Les statistiques des pays d’accueil utilisent le plus souvent le pays de naissance comme critère principal, plutôt que l’origine nationale ou ethnique. Or, la population d’origine serbe a connu, au cours des dernières décennies, plusieurs transformations politico-étatiques. De ce fait, les Serbes ont été enregistrés sous différentes catégories nationales dans les statistiques internationales. Une difficulté supplémentaire tient au fait que, pendant une longue période, de nombreux migrants se sont déclarés comme Yougoslaves, ce qui complique le suivi de la continuité des migrations (Grečić, 2019).
Selon les données de l’OCDE publiées dans Perspectives des migrations internationales 2018, la Serbie occupait le 41ᵉ rang parmi les 50 pays ayant les diasporas les plus importantes. Entre 2006 et 2016, le flux migratoire annuel moyen depuis la Serbie vers les pays de l’OCDE s’élevait à environ 37 000 personnes, avec un pic de 60 000 départs en 2015 (OCDE, 2018).

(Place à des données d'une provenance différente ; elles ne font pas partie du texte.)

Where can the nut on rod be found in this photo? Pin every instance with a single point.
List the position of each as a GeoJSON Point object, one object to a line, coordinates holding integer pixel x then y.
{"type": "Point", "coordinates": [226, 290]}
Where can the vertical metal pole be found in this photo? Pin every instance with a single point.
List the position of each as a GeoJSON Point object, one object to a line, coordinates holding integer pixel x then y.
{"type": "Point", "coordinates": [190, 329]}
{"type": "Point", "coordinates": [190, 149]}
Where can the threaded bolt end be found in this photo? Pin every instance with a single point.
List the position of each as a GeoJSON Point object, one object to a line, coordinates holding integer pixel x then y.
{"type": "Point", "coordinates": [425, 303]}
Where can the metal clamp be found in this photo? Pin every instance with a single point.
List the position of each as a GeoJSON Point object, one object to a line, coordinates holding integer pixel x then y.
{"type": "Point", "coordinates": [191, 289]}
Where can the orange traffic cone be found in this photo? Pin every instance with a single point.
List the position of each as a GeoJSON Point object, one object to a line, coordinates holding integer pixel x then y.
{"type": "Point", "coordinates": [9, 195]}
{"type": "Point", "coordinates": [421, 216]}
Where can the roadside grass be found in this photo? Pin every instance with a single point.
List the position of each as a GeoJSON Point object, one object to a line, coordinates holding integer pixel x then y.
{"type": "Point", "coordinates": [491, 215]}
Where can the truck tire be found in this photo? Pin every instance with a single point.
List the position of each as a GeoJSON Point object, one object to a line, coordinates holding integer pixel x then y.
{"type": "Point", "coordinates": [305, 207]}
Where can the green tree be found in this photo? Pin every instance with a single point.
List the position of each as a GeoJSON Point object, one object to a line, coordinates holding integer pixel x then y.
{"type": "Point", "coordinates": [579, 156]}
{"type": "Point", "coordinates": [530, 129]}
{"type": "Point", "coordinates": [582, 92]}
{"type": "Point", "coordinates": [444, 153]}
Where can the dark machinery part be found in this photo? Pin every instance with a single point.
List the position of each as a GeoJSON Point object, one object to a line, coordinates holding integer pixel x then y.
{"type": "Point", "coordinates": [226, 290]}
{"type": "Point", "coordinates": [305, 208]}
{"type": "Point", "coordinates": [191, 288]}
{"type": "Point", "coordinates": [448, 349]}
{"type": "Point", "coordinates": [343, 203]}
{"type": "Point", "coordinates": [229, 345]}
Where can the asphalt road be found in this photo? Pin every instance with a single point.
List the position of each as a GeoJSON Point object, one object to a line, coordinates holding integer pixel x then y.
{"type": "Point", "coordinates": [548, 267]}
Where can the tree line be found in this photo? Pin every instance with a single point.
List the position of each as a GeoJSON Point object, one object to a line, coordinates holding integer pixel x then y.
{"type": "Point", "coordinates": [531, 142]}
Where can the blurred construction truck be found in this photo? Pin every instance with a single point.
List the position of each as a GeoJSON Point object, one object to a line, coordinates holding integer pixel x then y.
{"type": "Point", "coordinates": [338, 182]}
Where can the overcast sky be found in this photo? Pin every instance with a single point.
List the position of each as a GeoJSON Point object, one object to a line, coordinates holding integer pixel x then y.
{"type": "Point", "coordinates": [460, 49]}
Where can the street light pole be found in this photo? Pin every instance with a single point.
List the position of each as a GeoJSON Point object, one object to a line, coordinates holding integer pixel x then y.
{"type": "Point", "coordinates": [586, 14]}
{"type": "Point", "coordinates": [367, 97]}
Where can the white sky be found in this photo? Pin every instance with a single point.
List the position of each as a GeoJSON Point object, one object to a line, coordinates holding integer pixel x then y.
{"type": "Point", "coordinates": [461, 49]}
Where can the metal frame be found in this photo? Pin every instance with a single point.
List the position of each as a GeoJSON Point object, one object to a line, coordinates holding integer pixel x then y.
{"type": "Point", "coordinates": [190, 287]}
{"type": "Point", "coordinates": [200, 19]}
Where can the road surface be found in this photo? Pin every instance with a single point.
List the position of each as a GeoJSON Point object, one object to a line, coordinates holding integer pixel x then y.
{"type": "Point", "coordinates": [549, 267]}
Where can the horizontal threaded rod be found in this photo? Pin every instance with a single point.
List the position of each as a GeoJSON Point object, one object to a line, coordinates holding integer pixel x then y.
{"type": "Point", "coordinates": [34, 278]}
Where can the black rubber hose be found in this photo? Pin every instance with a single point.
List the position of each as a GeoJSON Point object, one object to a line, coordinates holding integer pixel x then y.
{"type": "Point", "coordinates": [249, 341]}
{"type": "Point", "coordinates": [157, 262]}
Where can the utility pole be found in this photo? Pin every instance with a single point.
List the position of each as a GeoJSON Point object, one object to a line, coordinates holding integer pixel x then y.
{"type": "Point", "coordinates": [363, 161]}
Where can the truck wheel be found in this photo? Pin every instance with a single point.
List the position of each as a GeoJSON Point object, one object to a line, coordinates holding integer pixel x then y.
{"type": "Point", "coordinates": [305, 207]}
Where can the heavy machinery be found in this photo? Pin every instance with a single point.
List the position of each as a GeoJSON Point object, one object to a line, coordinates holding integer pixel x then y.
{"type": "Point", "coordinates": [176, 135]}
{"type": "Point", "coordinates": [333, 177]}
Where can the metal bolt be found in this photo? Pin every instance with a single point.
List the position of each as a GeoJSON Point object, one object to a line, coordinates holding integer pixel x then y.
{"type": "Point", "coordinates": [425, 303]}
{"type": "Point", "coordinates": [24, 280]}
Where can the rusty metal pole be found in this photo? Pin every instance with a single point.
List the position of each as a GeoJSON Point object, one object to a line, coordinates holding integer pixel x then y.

Par ailleurs, on observe un phénomène apparemment paradoxal : alors que l’émigration en provenance de Serbie reste dynamique, le nombre de ressortissants serbes recensés à l’étranger tend à diminuer. Cela s’explique notamment par l’acquisition de la nationalité des pays d’accueil ou par le recours à la double nationalité, ce qui conduit à une sous-représentation statistique des migrants serbes.
Dans les milieux scientifiques, administratifs et dans le débat public, la taille de la diaspora serbe est généralement estimée à plus de 4 millions de personnes. Rapportée aux données du recensement de 2022, selon lesquelles la Serbie compte environ 6,6 millions d’habitants, cette estimation suggère que plus d’un tiers des Serbes et des personnes d’origine serbe vivent aujourd’hui hors du pays d’origine.